Kainonereis Chamberlin, 1919

Genus Kainonereis Chamberlin, 1919 View in CoL

Kainonereis Chamberlin 1919:194 View in CoL (key), 196 (etymol.).

Type species: Kainonereis alata Chamberlin, 1919 , by original designation.

Diagnosis: (emended, new features highlighted in boldface). Two antennae, separate (not fused) or sometimes basally fused in male epitokes, articulated in some species. Four pairs of articulated anterior cirri. Pharynx bare. Chaetigers 1 and 2 with neuroacicula only. Notopodial prechaetal lobes present, subconical to digitate in atokes, rounded in epitokes. Body of epitokes divided into two regions (one pre-natatory and one natatory). Chaetigers 5-7 with dorsal cirri modified into elytriform structures or dorsal discs in epitokes. Males with notopodial homogomph falcigers and spinigers in chaetigers 1-7. Females with notopodial homogomph spinigers in chaetigers 1-7. Notopodial dorsal ligule present from chaetiger 4 in males, chaetiger 3 in females.

Distribution: Species of the genus are found in tropical, temperate and polar regions, from surface down to 935 m depth; habitat unknown.

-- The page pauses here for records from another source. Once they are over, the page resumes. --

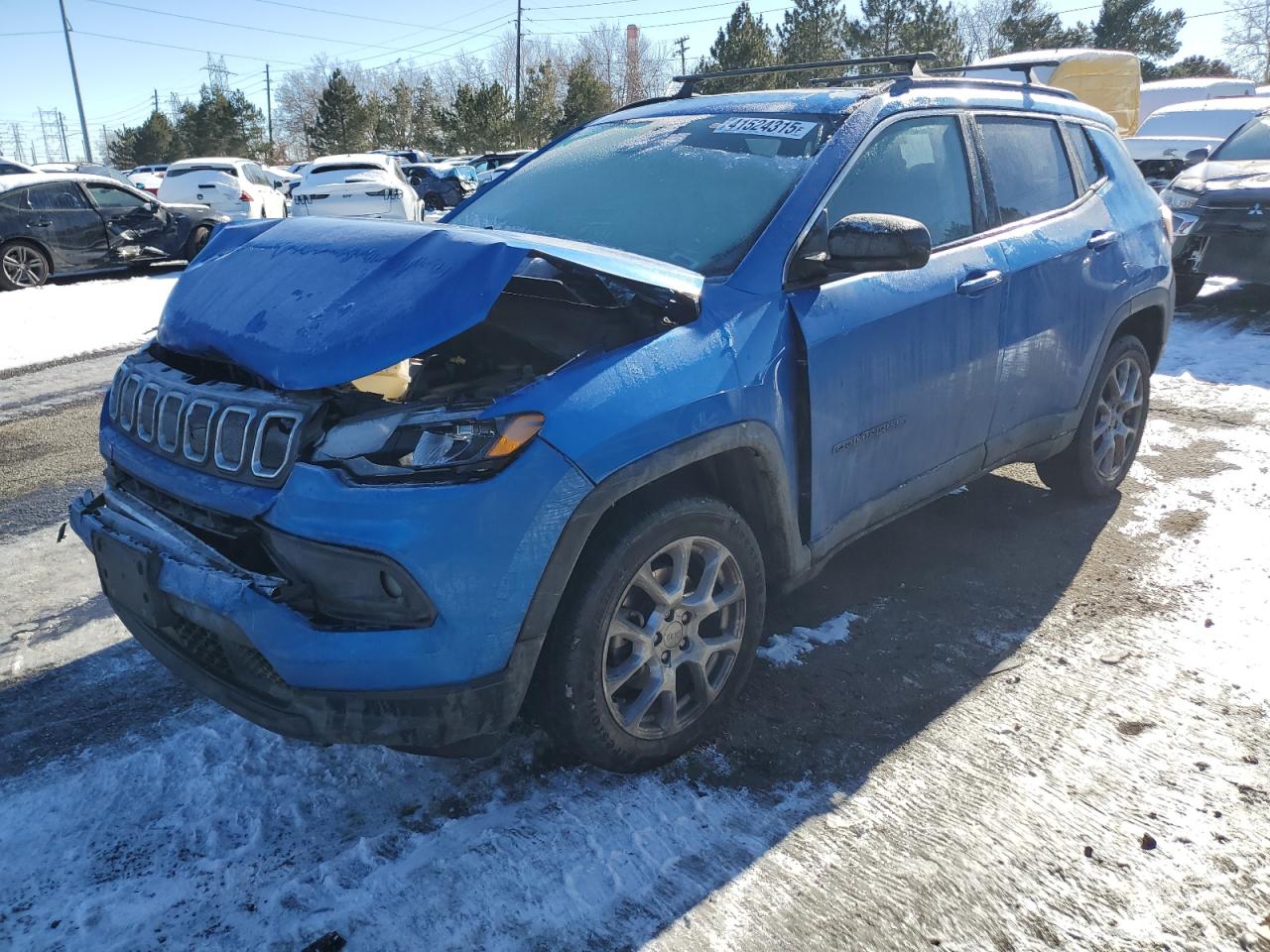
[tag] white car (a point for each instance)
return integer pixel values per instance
(1170, 135)
(361, 185)
(235, 186)
(1194, 89)
(148, 178)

Remarks: Species belonging to Kainonereis are easily identified by having elytriform dorsal cirri in chaetigers 5-7 only in epitokes. Chamberlin (1919) noted that their specimens were similar to other already described heteronereis; however, he considered two main attributes as sufficient to erect a new genus: the bifurcate appendages on the prostomium, and the elytriform structures on chaetigers 5-7. Even in the key, Chamberlin (1919:194) used the basally fused antennae as the main feature to separate it from all other genera. Also, he thought that Kainonereis was closely related to Nereis ( Chamberlin 1919:197) , perhaps after the epitokal condition of the specimens, and because he did not observe the everted pharynx.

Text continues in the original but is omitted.